The largest single expenditure in the budget would go to vehicles, about $241.6 million. That includes about $98 million for new buses, among them 25 fully electric buses to be delivered in the coming fiscal year and 525 hybrid buses expected to be delivered through 2021. That hefty budget for vehicles will also contribute $51 million toward new electric locomotives expected in 2018. Last week, SEPTA ordered 45 multilevel rail cars for $137.5 million, the cars the new locomotives will pull.

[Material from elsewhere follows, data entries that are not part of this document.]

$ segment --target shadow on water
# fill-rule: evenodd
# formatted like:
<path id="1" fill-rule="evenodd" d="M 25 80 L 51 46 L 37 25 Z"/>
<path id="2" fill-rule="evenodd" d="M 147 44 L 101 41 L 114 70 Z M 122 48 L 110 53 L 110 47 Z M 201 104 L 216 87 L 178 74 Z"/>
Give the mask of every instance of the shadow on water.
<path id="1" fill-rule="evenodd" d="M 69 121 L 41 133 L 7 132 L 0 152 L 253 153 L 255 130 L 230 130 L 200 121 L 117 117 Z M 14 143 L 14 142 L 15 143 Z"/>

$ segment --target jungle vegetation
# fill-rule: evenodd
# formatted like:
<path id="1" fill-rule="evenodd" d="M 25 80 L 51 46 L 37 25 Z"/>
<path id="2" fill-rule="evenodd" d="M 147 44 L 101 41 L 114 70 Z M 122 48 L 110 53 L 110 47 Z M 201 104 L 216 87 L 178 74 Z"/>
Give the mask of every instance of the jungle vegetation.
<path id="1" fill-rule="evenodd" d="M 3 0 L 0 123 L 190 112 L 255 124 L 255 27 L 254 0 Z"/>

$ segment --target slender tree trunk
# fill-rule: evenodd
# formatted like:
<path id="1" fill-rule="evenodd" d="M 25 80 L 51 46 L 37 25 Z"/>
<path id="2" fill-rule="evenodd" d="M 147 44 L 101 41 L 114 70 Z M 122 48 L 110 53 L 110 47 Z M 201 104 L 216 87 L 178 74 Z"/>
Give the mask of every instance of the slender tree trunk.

In infrastructure, $9.6 million will go to a $181.85 million 12-year bridge restoration project that, in the near term, will see improvements to the seven Mainline-Schuylkill Bridges between 30th Street Station and Suburban Station built in 1929 and to another seven stone-arch bridges on the Lansdale/Doylestown, Media/Elwyn, and West Trenton Regional Rail lines. Two communications projects costing a combined $67 million between 2018 and 2022 will upgrade SEPTA's dispatch system and vehicle locators to provide riders with real-time information about vehicles' locations.

SEPTA's capital budget for FY 2018, if approved, would be an almost $180 million increase over the previous year. About 48 percent of the capital budget, $351.7 million, comes from state funding. An additional $213.5 million comes from federal sources, with $150 million coming from SEPTA's capital financing and $11.7 million from local sources. Ambitious transit projects take time, so much of the FY 2018 budget would confirm pieces of funding for projects that will be years in the making. SEPTA's 12-year plan includes $7.3 billion in projects.

One of the bigger projects is the City Hall and 15th Street Station improvement, which will upgrade the stop's appearance, redesign the layout, and make it handicapped accessible. This budget would devote $19 million to the work. The total project is expected to cost nearly $146.5 million through 2023.

SEPTA is upgrading stations throughout the Regional Rail system. The Paoli, Exton, and Levittown stations are slated for face-lifts that will, among other things, make them fully accessible to people with disabilities. They are getting a combined $27.3 million in the coming fiscal year, with the first phases of construction expected to conclude this year or next. When completed, the projects will ultimately cost about $180.9 million combined. Projects to make stations handicapped accessible at East Falls, Jenkintown-Wyncote, Secane, Ardmore, Willow Grove, and Yardley are also to be completed in the coming years. Conshohocken Station is also among those slated for improvements, with a $15 million plan to give the stop a more formal station feel by 2020.

Public hearings will be held on the budget April 26, with sessions at 11:30 a.m. and 5 p.m. in the Boardroom at SEPTA Headquarters, 1234 Market St., Philadelphia. Comments can be submitted online. SEPTA's board will vote on the budget on May 25.